La politica di monopolizzazione culturale attuata dai seguaci di Ignazio era stata, per l'addietro, favorita proprio dal cardinale Federico, che ne aveva in tutti i modi agevolato l'ingresso nel tessuto educativo della città, sia per l'attaccamento ch'egli professava alla Compagnia, sia perché era effettivamente convinto che la ratio studiorum dei loro collegi fosse in grado di offrire le migliori garanzie di disciplina razionale e spirituale che allora potevano darsi nel sistema scolastico preuniversitario. Senonché piano piano era andato prendendo corpo il disegno dei padri di costituire proprio a Padova, nella città che da secoli ospitava uno dei più illustri atenei d'Europa, una loro università; di realizzare cioè, nel più prestigioso e vivace centro culturale della Repubblica, una sorta di esperimento che, se riuscito, avrebbe potuto essere facilmente applicato altrove. Finché visse Federico, il progetto non incontrò ostacoli; la reazione degli ambienti accademici (ai quali, nella circostanza, si associarono vasti settori della nobiltà padovana e veneziana) si manifestò invece decisamente quando a lui subentrò il giovane C. ed alla carica di rettori furono chiamati patrizi decisamente ostili ai gesuiti, come il podestà Giovan Battista Vitturi e il capitano Vincenzo Gradenigo: l'ìntera città, in pratica, si pronunciò contro la Compagnia.

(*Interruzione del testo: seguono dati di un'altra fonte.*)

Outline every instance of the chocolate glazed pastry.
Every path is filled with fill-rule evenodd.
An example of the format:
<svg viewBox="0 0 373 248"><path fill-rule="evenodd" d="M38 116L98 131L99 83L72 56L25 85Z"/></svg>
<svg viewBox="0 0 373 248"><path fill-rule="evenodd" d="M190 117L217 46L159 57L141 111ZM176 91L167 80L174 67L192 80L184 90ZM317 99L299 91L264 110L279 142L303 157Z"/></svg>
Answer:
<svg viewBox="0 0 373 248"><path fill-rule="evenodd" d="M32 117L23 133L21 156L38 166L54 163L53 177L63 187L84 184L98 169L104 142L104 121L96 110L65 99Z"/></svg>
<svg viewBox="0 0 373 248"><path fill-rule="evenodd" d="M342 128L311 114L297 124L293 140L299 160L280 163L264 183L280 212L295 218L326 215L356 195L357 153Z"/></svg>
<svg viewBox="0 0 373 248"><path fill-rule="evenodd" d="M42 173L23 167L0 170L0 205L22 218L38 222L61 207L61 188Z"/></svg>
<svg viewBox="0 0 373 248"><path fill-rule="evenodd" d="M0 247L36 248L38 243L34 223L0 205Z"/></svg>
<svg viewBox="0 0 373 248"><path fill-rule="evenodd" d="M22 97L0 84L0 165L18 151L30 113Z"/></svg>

Durante tutta la controversia, che toccò il suo apice nel 1592, il comportamento del vescovo fu improntato alla massima prudenza: pur essendo ben disposto verso i gesuiti, il C. non osò schierarsi apertamente in loro favore, per cui il Senato veneziano ebbe buon gioco a liquidare la questione con un decreto che assicurava alle tradizionali strutture la privativa dell'istruzione universitaria.
Di lì a poco, il 20 ott. 1594, il C. morì, non ancora trentasettenne, e fu sepolto nella cattedrale di Padova, accanto allo zio. Scomparve prima di poter qualificare decisamente la sua vita (di lui le fonti ricordano quasi esclusivamente la mitezza e la generosità verso i poveri), ma nell'economia della famiglia rappresentò un elemento di continuità nella lunga e complessa successione delle dignità ecclesiastiche.
Fonti e Bibl.: Arch. di Stato di Venezia, M. Barbaro, Arboride' Patritii...,III, p. 47; Venezia, Biblioteca nazionale Marciana, Mss. It., cl. VII, 15 (= 8304): G. A. Cappellari Vivaro, Il Campidoglio veneto, I, cc. 325v-326r; Ibid., Bibl. del Civico Museo Correr, Cod. Cicogna 3781: G. Priuli, Pretiosi frutti..., I, c. 187v; un sonetto in lode del C., scritto dopo la sua morte, Ibid., Cod. Cicogna 986/III; G. Pallantieri, Ad Ill.mo et Rev.mo D. D. Aloysium Cornelium Episcopum Coadiutorem Patavii ... congratulatio, et consalutatio, Patavii 1595; F. Policini, I fasti gloriosi dell'ecc.ma Casa Cornara..., Padova 1698, p. 19; Id., Ecclesiastica cronologia della Casa Cornara, Padova 1698, pp. 20-21; N. Papadopoli, Historia Gymnasii Patavini..., Venetiis 1726, p. 112; N. A. Giustinian, Serie cronologica dei vescovi di Padova, Padova 1786, p. 140; G. Liberali, La diocesi delle visite pastorali, Treviso 1976, I, p. 194; II, p. 314; G. Gulik-C. Eubel, Hierarchia catholica Medii aevi..., III, Monasterii 1923, pp. 284, 287.